Spowodował kolizję, nie chciał jechać do szpitala. Kilka godzin później zmarł

(fot. lublin112)

30 komentarzy

  1. Mam jedną prośbę powtrzymajmy sie od zbędnych komentarzy rodzina zmarłego ma trudne dni a pewnie chłopak z busa też ma nie złą załamke jak się dowiedział

  2. Przecież ratownicy i lekarze wiedzą, że to może być szok powypadkowy i adrenalina i koniecznie na obserwacje i badania przy tak silnym zderzeniu, bo na razie tylko jak ktoś w dziwnych okolicznościach opuści pojazd i ucieknie bo był po kilku… to zawsze jest w szoku i nie wie dlaczego uciekł.

  3. Co było przyczyną???
    Covid-19 proste jak drut!!

  4. Po co to komentować? Co drugi to fachowiec od ruchu drogowego.

  5. To byo jego auto czy jego szefffa

  6. bez roznicy czy zabralo by go pogotowie czy nie, w dobie pandemi siedzi sie po kilka godzin na sor-ze… znajoma po kolizji siedziala 6h czekajac w kolejce na badania…. wiec final pewnie byl by taki sam….

  7. teraz policja powinn sprawdzić ile jechał kierowca busa bo jak wiecej nież 50 to powinen odpowiadać jak za mordertwo i do piedla ***

  8. Jeżeli sprawca mówił że nic mu nie jest i faktycznie nic go nie bolało to nawet jakby wziel go na sor to nie spodziewał bym się ani tomografu, rezonansu.
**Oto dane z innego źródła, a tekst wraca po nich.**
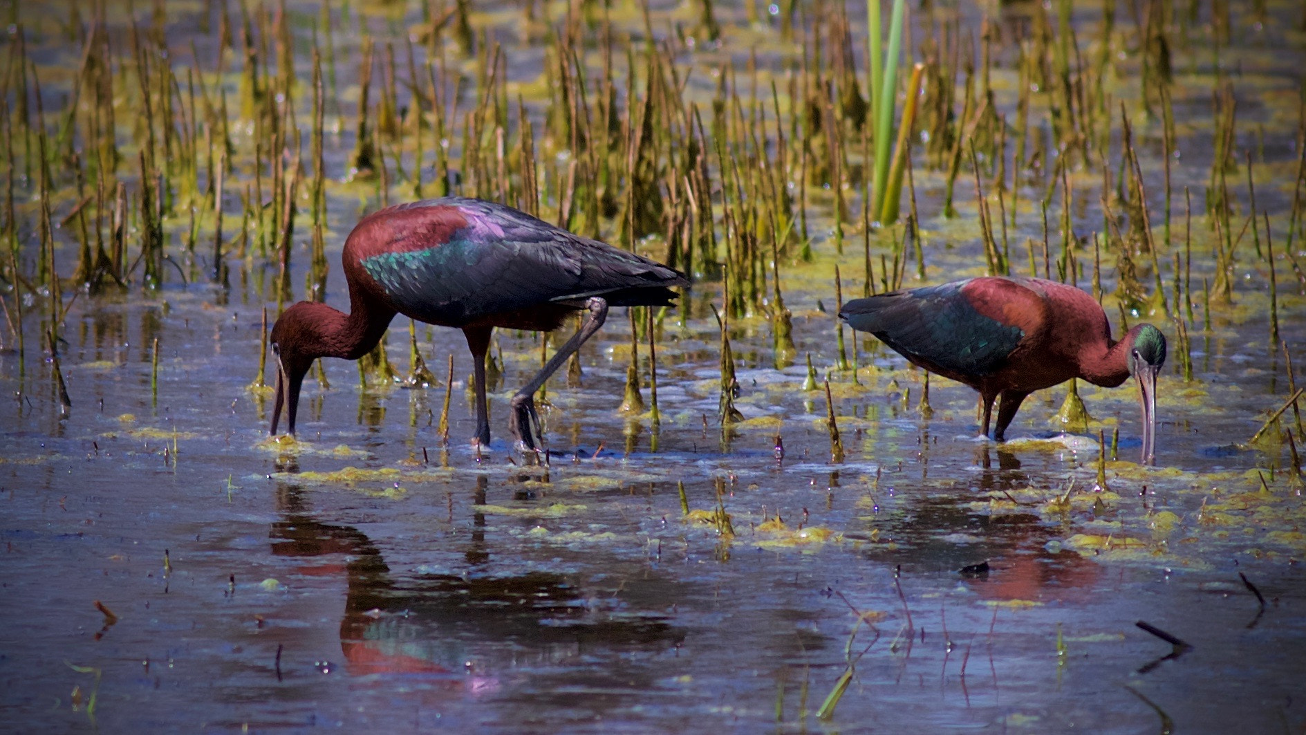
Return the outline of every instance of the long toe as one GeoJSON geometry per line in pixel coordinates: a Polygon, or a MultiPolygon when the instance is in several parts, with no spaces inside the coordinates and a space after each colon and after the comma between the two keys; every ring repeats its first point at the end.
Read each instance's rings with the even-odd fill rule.
{"type": "Polygon", "coordinates": [[[532,418],[535,413],[535,402],[530,399],[530,396],[515,396],[512,399],[512,410],[508,414],[508,431],[517,439],[521,446],[526,450],[535,450],[534,437],[532,433],[532,418]]]}

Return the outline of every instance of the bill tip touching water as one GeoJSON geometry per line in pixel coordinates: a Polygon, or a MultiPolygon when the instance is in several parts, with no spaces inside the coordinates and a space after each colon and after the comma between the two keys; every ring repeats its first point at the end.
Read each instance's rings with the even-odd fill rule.
{"type": "Polygon", "coordinates": [[[1041,278],[982,277],[878,294],[844,304],[838,317],[909,362],[980,392],[981,433],[1002,441],[1034,390],[1071,379],[1115,388],[1130,376],[1143,410],[1143,462],[1156,460],[1156,379],[1166,342],[1151,324],[1119,341],[1087,292],[1041,278]]]}
{"type": "Polygon", "coordinates": [[[508,427],[528,450],[541,439],[534,393],[603,325],[609,307],[674,305],[679,270],[555,227],[511,206],[445,197],[364,217],[343,248],[350,312],[299,302],[272,329],[277,367],[270,433],[295,432],[304,375],[317,358],[357,360],[396,315],[462,329],[474,362],[475,440],[490,443],[486,352],[495,326],[552,332],[589,317],[512,398],[508,427]]]}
Muszą być jakieś przesłanki żeby robić jakieś poważne badania.
    Druga sprawa. Sam od policjanta słyszałem historie jak przy zamku matiz dostał w bok w sam słupek. Lekke wgniecenie w drzwiach a kierowca zmarł bo idealnie uderzył bokiem głowy w słupek. Zwykła kolizja przy małej prędkości a facet uderzył idealnie głową gdzie czaszka jest najciensza. Pech jak nie wiem co. Tu mogło być podobnie i nikt totalnie by tego nie przewidzial.
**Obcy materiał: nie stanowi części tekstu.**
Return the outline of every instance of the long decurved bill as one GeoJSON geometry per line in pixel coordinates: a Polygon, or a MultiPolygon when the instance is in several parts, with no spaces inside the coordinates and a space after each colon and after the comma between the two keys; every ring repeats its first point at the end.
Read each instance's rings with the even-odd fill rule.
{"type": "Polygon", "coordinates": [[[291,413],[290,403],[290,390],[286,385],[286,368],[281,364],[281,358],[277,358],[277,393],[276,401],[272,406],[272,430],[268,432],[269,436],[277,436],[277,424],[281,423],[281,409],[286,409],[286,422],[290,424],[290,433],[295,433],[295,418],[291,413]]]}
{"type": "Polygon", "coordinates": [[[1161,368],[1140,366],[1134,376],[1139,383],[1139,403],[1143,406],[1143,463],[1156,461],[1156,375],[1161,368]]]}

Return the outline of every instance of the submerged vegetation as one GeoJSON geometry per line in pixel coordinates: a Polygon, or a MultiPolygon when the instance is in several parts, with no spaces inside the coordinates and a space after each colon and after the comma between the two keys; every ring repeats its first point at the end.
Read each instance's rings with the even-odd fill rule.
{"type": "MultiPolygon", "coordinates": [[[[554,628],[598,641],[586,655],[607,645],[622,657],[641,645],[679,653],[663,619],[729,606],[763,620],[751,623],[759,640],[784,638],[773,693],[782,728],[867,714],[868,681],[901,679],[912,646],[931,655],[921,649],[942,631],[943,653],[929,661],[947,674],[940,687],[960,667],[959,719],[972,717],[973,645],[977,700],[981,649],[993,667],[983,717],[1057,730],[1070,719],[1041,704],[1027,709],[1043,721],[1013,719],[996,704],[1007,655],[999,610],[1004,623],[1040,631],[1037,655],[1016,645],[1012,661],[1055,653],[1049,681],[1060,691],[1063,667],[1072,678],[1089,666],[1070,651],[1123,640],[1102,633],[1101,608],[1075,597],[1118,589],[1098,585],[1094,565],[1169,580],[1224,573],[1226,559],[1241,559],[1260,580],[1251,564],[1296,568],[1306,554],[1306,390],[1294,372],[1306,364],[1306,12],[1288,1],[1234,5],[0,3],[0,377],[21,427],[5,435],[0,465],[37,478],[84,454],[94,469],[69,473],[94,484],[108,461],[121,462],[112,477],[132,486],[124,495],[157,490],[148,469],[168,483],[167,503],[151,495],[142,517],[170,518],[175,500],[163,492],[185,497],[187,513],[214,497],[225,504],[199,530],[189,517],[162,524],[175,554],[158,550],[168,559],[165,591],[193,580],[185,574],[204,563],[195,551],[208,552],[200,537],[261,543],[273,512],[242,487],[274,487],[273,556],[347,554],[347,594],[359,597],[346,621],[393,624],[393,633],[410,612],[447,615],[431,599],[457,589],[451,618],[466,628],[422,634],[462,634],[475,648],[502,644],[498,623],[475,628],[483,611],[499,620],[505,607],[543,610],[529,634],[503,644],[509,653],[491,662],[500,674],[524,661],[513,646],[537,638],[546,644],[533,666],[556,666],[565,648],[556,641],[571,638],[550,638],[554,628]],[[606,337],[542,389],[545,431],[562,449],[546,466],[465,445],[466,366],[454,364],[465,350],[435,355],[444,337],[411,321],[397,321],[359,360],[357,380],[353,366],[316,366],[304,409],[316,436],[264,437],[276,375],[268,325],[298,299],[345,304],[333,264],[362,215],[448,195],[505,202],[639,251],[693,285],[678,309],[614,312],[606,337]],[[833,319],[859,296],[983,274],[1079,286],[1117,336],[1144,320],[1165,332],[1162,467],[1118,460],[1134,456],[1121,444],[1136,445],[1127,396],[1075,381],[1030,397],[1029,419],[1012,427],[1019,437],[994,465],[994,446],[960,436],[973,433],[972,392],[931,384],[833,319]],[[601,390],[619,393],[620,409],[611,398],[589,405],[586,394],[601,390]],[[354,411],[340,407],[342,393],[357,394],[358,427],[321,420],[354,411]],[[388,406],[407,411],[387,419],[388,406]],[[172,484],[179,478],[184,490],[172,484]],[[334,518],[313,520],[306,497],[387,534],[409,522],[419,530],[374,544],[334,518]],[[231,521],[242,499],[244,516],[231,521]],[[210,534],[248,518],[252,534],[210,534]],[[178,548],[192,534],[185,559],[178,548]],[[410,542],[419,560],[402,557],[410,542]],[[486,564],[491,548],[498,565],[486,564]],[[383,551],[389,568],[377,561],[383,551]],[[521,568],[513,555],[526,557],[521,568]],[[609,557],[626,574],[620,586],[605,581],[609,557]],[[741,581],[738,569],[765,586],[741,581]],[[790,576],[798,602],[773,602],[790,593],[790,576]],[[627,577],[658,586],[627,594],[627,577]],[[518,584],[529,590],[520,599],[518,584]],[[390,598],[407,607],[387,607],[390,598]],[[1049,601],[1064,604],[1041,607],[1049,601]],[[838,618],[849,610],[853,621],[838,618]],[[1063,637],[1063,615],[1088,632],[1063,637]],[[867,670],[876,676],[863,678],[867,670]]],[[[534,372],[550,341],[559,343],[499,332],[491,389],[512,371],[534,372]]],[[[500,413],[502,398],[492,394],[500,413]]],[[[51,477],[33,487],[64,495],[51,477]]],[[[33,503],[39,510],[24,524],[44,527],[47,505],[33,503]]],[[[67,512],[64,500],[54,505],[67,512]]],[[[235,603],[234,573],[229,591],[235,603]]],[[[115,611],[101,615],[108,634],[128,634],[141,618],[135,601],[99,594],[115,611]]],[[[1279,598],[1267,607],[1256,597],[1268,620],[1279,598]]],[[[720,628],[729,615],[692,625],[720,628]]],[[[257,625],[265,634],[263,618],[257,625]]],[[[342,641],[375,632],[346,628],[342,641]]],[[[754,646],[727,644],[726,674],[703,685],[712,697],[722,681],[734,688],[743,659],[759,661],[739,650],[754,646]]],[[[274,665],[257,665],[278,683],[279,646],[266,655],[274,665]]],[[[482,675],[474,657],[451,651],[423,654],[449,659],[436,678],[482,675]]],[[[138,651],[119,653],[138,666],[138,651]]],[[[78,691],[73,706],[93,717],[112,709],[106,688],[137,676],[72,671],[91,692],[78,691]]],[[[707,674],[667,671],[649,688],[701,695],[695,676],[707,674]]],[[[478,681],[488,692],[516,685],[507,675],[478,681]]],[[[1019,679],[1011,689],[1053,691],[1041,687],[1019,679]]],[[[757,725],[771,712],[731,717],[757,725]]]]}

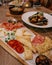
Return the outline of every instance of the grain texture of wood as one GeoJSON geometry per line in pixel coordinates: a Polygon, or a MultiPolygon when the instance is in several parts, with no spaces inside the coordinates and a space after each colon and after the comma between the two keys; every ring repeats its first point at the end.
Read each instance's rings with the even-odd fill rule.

  9. Przekłamany artykuł. Nie jest prawdą, że mężczyzna nie chciał jechać do szpitala. Zespół go opatrzył na miejscu i nie zabrał do szpitala mimo, że miał taki obowiązek. I nie po kilku godzinach źle się poczuł, tylko niedługo po tym jak odjechał pierwszy zespół ratunkowy!! Wezwany został drugi, jeszcze tam na miejscu zdarzenia. Niestety, mimo że zawiedli go do szpitala, nie udało się uratować życia. Jak można było nie zabrać człowieka do szpitala pierwszą karetką, po takim wypadku, na dodatkowe badania? To było nieodpowiedzialne. Czyżby RTG, tomograf i EKG wykonali wzrokiem? Taka nasza służba zdrowia. Autor artykułu na zbyt przekoloryzował rzeczywistość. Na drugi raz proszę rzetelnej sprawdzać I opisywać fakty.
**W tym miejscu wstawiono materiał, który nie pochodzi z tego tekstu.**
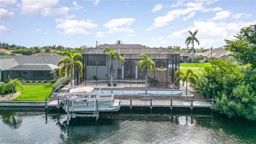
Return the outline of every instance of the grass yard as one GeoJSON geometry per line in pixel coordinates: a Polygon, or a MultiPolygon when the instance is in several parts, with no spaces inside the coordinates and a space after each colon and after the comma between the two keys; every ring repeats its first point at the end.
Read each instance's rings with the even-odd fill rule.
{"type": "Polygon", "coordinates": [[[53,85],[53,84],[22,84],[23,88],[18,88],[20,95],[12,100],[45,101],[46,97],[50,98],[53,85]]]}
{"type": "Polygon", "coordinates": [[[180,66],[182,67],[190,68],[205,68],[206,67],[211,66],[211,64],[209,63],[180,63],[180,66]]]}
{"type": "MultiPolygon", "coordinates": [[[[182,71],[183,71],[184,72],[186,72],[187,71],[187,69],[180,69],[180,70],[182,70],[182,71]]],[[[196,72],[196,73],[197,73],[198,74],[199,74],[200,73],[202,72],[202,69],[191,69],[191,70],[192,70],[192,71],[193,71],[194,72],[196,72]]]]}

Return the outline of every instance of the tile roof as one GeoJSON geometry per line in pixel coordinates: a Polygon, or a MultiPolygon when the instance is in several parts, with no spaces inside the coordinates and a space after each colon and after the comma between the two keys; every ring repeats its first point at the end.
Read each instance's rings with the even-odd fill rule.
{"type": "Polygon", "coordinates": [[[114,50],[121,54],[178,54],[166,48],[148,48],[140,44],[107,44],[96,48],[87,48],[79,52],[82,54],[103,54],[106,48],[114,50]]]}
{"type": "Polygon", "coordinates": [[[9,70],[52,70],[58,66],[52,64],[21,64],[9,68],[9,70]]]}

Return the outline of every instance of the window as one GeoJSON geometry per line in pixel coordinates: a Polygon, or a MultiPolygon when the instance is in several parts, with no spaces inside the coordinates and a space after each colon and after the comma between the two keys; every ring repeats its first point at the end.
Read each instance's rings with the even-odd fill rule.
{"type": "Polygon", "coordinates": [[[126,64],[125,65],[125,73],[130,74],[132,71],[132,67],[131,64],[126,64]]]}
{"type": "Polygon", "coordinates": [[[22,72],[22,75],[28,75],[28,71],[22,72]]]}

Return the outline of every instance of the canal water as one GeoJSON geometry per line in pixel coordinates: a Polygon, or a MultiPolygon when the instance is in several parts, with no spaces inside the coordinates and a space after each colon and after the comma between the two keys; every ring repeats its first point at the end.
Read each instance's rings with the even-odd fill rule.
{"type": "Polygon", "coordinates": [[[95,118],[1,107],[1,144],[256,144],[256,122],[211,110],[122,107],[95,118]]]}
    • Szanowna Osoba Bliska, na jakiej podstawie zarzuca Pan/Pani przekłamanie nie znając faktów? Klasyka gatunku, czyli mam najwięcej do powiedzenia choć o wszystkim tylko słyszałem nie będąc na miejscu? Mianowicie przy naszym reporterze ratownicy medyczni chcieli obu kierowców zabrać do szpitala. Jednak ci solidarnie odmawiali hospitalizacji. Nie wiem czy Pan/Pani się orientuje, że leczenie danej osoby wymaga jej zgody. Tak samo warto pamiętać, że rzucanie na forum publicznym bezpodstawnych oskarżeń jest karalne.